Tuna Yüzbaşı vücut ağırlığı kullanılarak Sare’nin göğsüne yaklaşık 5 cm derinliğe kadar baskı uygulamaya başladı. Her göğüs kompresyonu sonrası göğsün tamamen geri gelmesi bekledi. . Dakikada yaklaşık 100-120 kompresyon hızında bu şekilde kalp masajı yapmaya devam etti. 30 kompresyon sonrasında solunuma geçerek Sare’ye nefesini verdi.

 

“Bana geri gel” Nefes nefese kalmış bir şekilde kalp masajı yapmaya devam etti. Ağzından nefesini vererek Sare’ye yalvarır gibi konuşuyordu.

 

“Ne olur seni de kaybetmeme izin verme.” Karasu temkini elden bırakmamak için etrafa koluçlanmıştı. Aren çaresizlik içerisinde Tuna’yı izliyordu. Soğukkanlı olan adam kardeşinin halini görmesiyle olduğu yerde kalakalmıştı.

 

“Allahım ne olur bana geri gelsin.” Yalvarıyordu. Gözlerinden akan yaşlar Sare’nin yanaklarından boynuna doğru yol çizdi.

 

“Allahım onu da benden alma. Yalvarırım sana Ahad’ın onu da benden almasına izin verme. Hadi güzelim, ömrüm nefes ver bana, hadi yine nefesim ol be güzelim.” Hiç durmadan aynı işlemi yapmaya devam ediyordu. Gözleri bulanıktı artık Sare’yi net göremiyordu.
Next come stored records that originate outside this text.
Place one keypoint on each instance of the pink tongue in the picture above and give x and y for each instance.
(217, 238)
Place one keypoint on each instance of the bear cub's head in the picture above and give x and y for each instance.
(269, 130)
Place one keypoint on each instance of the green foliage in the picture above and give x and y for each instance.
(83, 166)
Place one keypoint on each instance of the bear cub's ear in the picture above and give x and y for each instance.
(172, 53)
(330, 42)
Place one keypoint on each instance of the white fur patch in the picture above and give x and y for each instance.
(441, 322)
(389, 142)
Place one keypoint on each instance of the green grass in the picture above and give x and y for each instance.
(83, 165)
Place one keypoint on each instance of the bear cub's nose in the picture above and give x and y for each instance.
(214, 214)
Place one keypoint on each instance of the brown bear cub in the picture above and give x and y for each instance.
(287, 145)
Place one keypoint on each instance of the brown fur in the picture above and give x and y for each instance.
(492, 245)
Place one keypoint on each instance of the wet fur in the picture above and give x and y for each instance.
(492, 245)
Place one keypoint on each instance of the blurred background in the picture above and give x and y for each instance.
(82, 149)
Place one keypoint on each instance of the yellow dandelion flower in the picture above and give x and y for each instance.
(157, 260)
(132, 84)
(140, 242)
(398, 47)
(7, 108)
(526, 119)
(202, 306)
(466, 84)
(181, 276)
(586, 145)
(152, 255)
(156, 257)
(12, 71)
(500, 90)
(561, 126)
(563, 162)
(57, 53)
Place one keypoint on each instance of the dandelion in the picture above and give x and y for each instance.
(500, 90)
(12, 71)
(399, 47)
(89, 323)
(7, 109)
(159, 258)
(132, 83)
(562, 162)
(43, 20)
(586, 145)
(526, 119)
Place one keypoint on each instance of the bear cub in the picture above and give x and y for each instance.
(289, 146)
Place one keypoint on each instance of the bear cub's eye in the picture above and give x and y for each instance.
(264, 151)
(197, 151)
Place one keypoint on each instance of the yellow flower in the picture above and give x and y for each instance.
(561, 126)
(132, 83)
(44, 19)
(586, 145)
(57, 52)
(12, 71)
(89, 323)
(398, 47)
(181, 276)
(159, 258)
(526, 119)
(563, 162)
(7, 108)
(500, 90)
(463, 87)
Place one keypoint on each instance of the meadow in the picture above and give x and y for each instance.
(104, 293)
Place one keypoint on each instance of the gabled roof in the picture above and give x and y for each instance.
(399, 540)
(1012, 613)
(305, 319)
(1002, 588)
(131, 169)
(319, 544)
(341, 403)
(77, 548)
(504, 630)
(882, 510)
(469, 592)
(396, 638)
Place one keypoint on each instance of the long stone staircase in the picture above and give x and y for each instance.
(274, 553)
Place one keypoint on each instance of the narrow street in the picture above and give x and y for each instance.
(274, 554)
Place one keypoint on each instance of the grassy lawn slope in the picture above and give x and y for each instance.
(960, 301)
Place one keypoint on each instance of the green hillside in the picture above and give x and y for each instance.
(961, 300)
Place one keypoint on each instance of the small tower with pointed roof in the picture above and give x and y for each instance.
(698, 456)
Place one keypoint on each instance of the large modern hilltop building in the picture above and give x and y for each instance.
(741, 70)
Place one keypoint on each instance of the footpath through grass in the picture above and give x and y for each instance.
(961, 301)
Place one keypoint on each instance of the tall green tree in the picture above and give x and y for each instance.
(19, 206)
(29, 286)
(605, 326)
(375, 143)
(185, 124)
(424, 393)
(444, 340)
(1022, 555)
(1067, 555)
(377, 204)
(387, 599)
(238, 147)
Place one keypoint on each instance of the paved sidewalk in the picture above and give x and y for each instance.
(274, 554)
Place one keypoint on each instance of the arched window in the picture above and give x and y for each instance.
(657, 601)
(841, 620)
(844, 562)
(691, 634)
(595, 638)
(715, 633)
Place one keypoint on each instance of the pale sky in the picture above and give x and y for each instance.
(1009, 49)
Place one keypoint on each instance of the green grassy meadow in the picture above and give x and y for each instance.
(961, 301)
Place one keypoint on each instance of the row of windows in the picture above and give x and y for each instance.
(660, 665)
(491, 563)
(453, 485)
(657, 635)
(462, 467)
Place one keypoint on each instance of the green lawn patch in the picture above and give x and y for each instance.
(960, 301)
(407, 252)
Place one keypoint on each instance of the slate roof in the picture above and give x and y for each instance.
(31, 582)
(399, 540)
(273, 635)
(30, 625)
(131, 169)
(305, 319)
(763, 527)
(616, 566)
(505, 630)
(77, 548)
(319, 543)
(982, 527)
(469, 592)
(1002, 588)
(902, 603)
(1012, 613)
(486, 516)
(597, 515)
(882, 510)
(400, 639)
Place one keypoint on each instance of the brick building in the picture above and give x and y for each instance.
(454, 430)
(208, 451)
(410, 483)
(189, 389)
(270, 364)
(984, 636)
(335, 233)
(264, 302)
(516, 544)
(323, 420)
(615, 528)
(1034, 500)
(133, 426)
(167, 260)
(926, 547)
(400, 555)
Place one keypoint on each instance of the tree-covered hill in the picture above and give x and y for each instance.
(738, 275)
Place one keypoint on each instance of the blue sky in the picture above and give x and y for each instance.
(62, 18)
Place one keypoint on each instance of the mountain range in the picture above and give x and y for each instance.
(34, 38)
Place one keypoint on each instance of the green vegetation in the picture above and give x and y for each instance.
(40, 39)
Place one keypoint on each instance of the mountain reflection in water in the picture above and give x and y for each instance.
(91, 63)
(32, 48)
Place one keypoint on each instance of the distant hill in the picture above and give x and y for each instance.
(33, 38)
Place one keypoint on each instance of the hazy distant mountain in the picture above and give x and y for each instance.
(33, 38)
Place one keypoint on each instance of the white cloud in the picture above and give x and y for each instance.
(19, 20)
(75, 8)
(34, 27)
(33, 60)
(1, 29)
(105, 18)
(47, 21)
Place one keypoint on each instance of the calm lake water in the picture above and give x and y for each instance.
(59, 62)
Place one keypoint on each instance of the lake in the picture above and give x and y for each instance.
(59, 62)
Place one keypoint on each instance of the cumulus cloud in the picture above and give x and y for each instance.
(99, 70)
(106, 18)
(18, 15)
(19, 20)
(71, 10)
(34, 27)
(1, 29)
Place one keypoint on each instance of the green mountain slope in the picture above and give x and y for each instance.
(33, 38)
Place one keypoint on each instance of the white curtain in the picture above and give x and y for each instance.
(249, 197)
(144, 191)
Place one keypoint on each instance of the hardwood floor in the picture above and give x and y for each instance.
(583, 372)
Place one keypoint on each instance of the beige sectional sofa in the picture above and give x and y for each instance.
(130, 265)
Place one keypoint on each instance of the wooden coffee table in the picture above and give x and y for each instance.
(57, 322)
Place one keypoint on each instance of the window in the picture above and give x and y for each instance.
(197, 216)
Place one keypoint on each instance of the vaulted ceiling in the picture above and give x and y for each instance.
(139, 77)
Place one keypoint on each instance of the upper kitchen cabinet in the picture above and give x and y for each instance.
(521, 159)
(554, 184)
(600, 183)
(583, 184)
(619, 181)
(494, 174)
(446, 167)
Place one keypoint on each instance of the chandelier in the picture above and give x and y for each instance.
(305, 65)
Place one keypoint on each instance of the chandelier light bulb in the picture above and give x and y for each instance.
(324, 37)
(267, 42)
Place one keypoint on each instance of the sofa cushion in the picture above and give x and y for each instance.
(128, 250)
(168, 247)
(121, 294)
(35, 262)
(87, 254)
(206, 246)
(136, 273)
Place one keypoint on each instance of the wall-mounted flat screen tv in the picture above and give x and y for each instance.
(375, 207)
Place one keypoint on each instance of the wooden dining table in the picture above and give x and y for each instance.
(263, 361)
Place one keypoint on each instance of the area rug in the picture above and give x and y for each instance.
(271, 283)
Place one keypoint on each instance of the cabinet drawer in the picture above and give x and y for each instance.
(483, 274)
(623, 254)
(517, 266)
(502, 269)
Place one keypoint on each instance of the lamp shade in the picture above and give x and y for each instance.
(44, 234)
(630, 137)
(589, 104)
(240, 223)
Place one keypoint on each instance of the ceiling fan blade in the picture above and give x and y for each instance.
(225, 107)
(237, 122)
Ve oldukça yorulmuştu.

 

“Tuna, kardeşim tamam.” Murat Teğmen bastırmaya çalıştığı çatallı sesiyle konuştu.

 

“Hayır, ne tamamı Murat, Saremin nefese ihtiyacı var.” Karasu çaresizlikle çırpınan Komutanlarına içleri yana yana baktı.

 

“Kardeşim, bak” Murat Teğmen sakinleştirmek amacıyla konuştuğu sırada Sare’nin bedeni büyük bir öksürük kriziyle sarsılmıştı. Bedenindeki acıyı yeniden hissetmeye başladı. Gözlerini açmaya gücü yoktu. Göz kapaklarını süsleyen toprak ona ağırlık yapıyordu. Tuna Yüzbaşı gözyaşları içinde Sare’nin yüzünü temizleyip başının altına elini koydu.

 

“Allahım şükürler olsun.” Alnından öperek onu göğsüne çekti. Aren hızla Sare’nin yanına geldiğinde ona dokunmaya kıyamayacak haldeydi.

 

“Tuna, abi, geldiniz.” Nefes nefese konuşmaya çalıştı.

 

“Karasu da geldi mi?” Tuna Yüzbaşı gözyaşları içinde başını salladı.

 

“Meleğim, bak buradayım, yanındayım.” Sare abisine bakmaya çalıştığında bedenine yayılan acıyla başını geriye doğru sarkıttı. Nefesi kesilmeye devam ediyordu.

 

“Onu götürmemiz gerekiyor.” Tuna Yüzbaşı aceleyle kucağını aldı.

 

“Yuva 1, ben Ömer Üsteğmen, Sare’yi bulduk. Durumu ağır acilen bulunduğumuz yere bir helikopter gerekli.” Yuva 1’den henüz cevap gelmemişti.

 

“Tekrar ediyorum. Yuva 1, ben Ömer Üsteğmen, Sare’yi bulduk. Durumu ağır acilen bulunduğumuz yere bir helikopter gerekli.” Telsizden cızırtılı bir titreşimden sonra bir ses duyuldu.

 

“Ömer, helikopter bulunduğunuz bölgeye doğru geliyor.” Yavuz Albay’ın gergin ses tonu telsizden yansımıştı.

 

“Bende kal, ne olur bende kal.” Tuna Yüzbaşı başyukarıya zorlukla çıkmaya çalıştı.

 

“Ne olur bende kal.” Tuna Yüzbaşı, Aren ve Karasu hızla ilerliyorlardı.

 

“Tuna, çok yoruldun, bırak biraz da ben taşıyayım.” Aren, Tuna Yüzbaşı’ya doğru koşuyordu.

 

“Tuna, bak ikiniz içinde burası zor. Sende de hal kalmadı ver biraz da kardeşimi ben taşıyayım.” Tuna Yüzbaşı duyuyor gibi değildi. Sare’nin giderek azalan nefesi onu çılgına uğratmıştı. Aren kolundan tutup onu durdurmak zorunda kaldığında, kan ter içinde kalmıştı.

 

“Nefesi azalıyor.” Yüzünden öyle bir ifade dökülüyordu ki Aren neredeyse kendi acısını unutacaktı.

 

“Bundan sonrasını ben devam edeyim. İyi görünmüyorsun. Sana ihtiyacı var. Yapma bunu” Aren, Sare’yi kucaklayarak zorla da olsa Tuna Yüzbaşı’nın kollarından aldı. Tuna Yüzbaşı boşlukta kalmış gibi bir süre yerinde kalakaldı. Başı dönüyordu.

 

“Tuna, kardeşim iyi görünmüyorsun. Sana destek olayım.” Murat Teğmen sarsak adımlarla da olsa Tuna Yüzbaşı’nın denge de kalmasına yardım ediyordu.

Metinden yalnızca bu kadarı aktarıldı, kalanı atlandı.